A total of 39 states — including Washington D.C. — and five host nations meet the criteria set by Defense Secretary Mark Esper on May 22. The decision to allow troops and their families to move is still under the discretion of local base commanders depending on that particular installation’s condition. The secretaries of the military departments, commanders of the combatant commands and the chief management officer will assess specific DoD installations, facilities or locations under their purview
California, Florida, Indiana, Michigan, Minnesota, Montana, Nebraska, Nevada, New Hampshire, New Jersey, North Carolina and Ohio are the states that have still not met the standards set forth by DoD.
– Removal of shelter-in-place orders or other travel restrictions;
– 14-day downward trajectory of flu-like and COVID-19-like symptoms; and
– 14-day downward trajectory of new COVID-19 cases or positive tests.
The list of locations represents the first time since mid-March that bases in a large contingency of the United States can at least consider allowing troops to move to their next orders without waivers.

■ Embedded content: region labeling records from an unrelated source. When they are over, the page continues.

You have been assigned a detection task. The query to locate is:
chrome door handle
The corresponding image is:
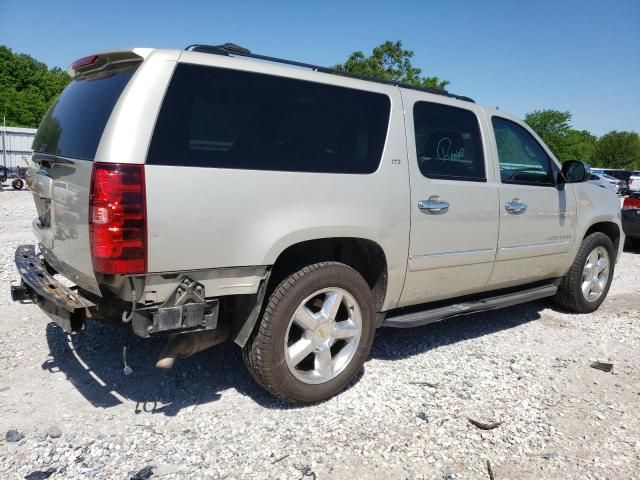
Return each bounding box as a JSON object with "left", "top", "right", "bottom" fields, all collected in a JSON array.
[
  {"left": 504, "top": 198, "right": 527, "bottom": 215},
  {"left": 418, "top": 195, "right": 449, "bottom": 215}
]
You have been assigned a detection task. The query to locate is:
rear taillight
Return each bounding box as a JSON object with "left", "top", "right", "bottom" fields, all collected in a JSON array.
[
  {"left": 89, "top": 163, "right": 147, "bottom": 274},
  {"left": 622, "top": 197, "right": 640, "bottom": 210}
]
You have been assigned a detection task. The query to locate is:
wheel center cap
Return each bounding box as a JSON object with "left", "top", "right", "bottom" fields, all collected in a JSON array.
[{"left": 312, "top": 322, "right": 335, "bottom": 347}]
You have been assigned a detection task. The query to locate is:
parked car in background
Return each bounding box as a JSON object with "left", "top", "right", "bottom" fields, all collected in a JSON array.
[
  {"left": 622, "top": 192, "right": 640, "bottom": 248},
  {"left": 11, "top": 45, "right": 624, "bottom": 404},
  {"left": 629, "top": 170, "right": 640, "bottom": 192},
  {"left": 589, "top": 170, "right": 627, "bottom": 195}
]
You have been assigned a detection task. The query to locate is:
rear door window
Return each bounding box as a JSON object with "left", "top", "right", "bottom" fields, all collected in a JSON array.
[
  {"left": 413, "top": 102, "right": 486, "bottom": 182},
  {"left": 33, "top": 67, "right": 136, "bottom": 160},
  {"left": 147, "top": 64, "right": 391, "bottom": 174}
]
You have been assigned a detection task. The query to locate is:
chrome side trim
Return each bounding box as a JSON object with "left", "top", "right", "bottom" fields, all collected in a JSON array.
[
  {"left": 409, "top": 248, "right": 496, "bottom": 272},
  {"left": 409, "top": 248, "right": 496, "bottom": 259},
  {"left": 500, "top": 240, "right": 571, "bottom": 250}
]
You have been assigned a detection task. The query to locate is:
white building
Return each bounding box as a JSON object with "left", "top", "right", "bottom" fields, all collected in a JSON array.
[{"left": 0, "top": 124, "right": 37, "bottom": 171}]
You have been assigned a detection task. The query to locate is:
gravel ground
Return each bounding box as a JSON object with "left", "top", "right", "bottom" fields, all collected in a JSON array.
[{"left": 0, "top": 186, "right": 640, "bottom": 480}]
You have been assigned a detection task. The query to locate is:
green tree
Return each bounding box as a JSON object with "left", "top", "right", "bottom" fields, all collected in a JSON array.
[
  {"left": 564, "top": 130, "right": 598, "bottom": 162},
  {"left": 0, "top": 45, "right": 71, "bottom": 127},
  {"left": 524, "top": 110, "right": 571, "bottom": 161},
  {"left": 524, "top": 110, "right": 598, "bottom": 162},
  {"left": 333, "top": 40, "right": 449, "bottom": 89},
  {"left": 592, "top": 130, "right": 640, "bottom": 170}
]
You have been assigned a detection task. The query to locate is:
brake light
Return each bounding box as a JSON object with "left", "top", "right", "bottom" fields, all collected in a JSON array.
[
  {"left": 71, "top": 55, "right": 98, "bottom": 70},
  {"left": 622, "top": 197, "right": 640, "bottom": 210},
  {"left": 89, "top": 163, "right": 147, "bottom": 274}
]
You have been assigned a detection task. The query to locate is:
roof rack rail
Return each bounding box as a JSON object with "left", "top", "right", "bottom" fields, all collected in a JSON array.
[{"left": 185, "top": 43, "right": 475, "bottom": 103}]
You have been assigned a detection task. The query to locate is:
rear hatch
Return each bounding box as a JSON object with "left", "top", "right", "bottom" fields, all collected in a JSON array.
[{"left": 30, "top": 51, "right": 142, "bottom": 295}]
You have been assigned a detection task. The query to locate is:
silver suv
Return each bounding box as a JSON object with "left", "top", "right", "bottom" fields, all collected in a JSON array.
[{"left": 12, "top": 44, "right": 624, "bottom": 404}]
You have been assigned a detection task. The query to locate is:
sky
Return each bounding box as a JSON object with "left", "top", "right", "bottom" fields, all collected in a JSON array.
[{"left": 0, "top": 0, "right": 640, "bottom": 136}]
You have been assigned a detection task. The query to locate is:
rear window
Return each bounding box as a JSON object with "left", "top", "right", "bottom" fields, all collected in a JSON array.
[
  {"left": 33, "top": 67, "right": 135, "bottom": 160},
  {"left": 147, "top": 64, "right": 391, "bottom": 174}
]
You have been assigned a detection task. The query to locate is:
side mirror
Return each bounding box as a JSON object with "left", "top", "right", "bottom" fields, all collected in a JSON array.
[{"left": 558, "top": 160, "right": 591, "bottom": 183}]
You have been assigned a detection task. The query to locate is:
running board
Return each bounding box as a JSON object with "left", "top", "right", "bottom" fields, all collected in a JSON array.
[{"left": 382, "top": 282, "right": 558, "bottom": 328}]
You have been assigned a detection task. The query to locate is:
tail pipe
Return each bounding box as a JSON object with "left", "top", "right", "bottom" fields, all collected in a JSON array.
[{"left": 156, "top": 322, "right": 229, "bottom": 368}]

Easing travel restrictions is part of a larger plan put forth by the Pentagon to bring military installations and troop movements to a “new normal,” as coronavirus still presents a threat for the nation and to military readiness.
The military was supposed to have a stop-move order in effect until June 30; however, it was replaced by the new guidance for the phased-reopening in late May. More than 100,000 service members already had their moving plans impacted by the original stop-move order.
DoD has similar restrictions in place for opening its bases. Shortly before the stop-move order was lifted, Esper gave local commanders instructions on lowering their health protection statuses. Health protection statuses dictate the measures bases are taking against biological agents.
“These decisions must be informed by local conditions based on public health surveillance; guidance from the Centers for Disease Control and Prevention; collaboration with state, territorial and local authorities and advice from the command public health emergency officer and local military medical treatment facilities,” Esper stated in the memo.
Like the moving restrictions, commanders must ensure that there is a downward trajectory of reported cases of flu-like and COVID-like illnesses for at least 14 days. The same goes for patients who test positive for COVID-19. Commanders must also show that medical treatment facilities or local hospitals have the capacity to treat all patients without situational standards of care. The medical facilities must also have an adequate diagnostic COVID-19 testing program in place for at-risk healthcare workers and those exhibiting symptoms of coronavirus.
As of June 5, more than 10,000 DoD-related people have been infected with coronavirus. That includes active duty military, civilian employees, military dependents and contractors.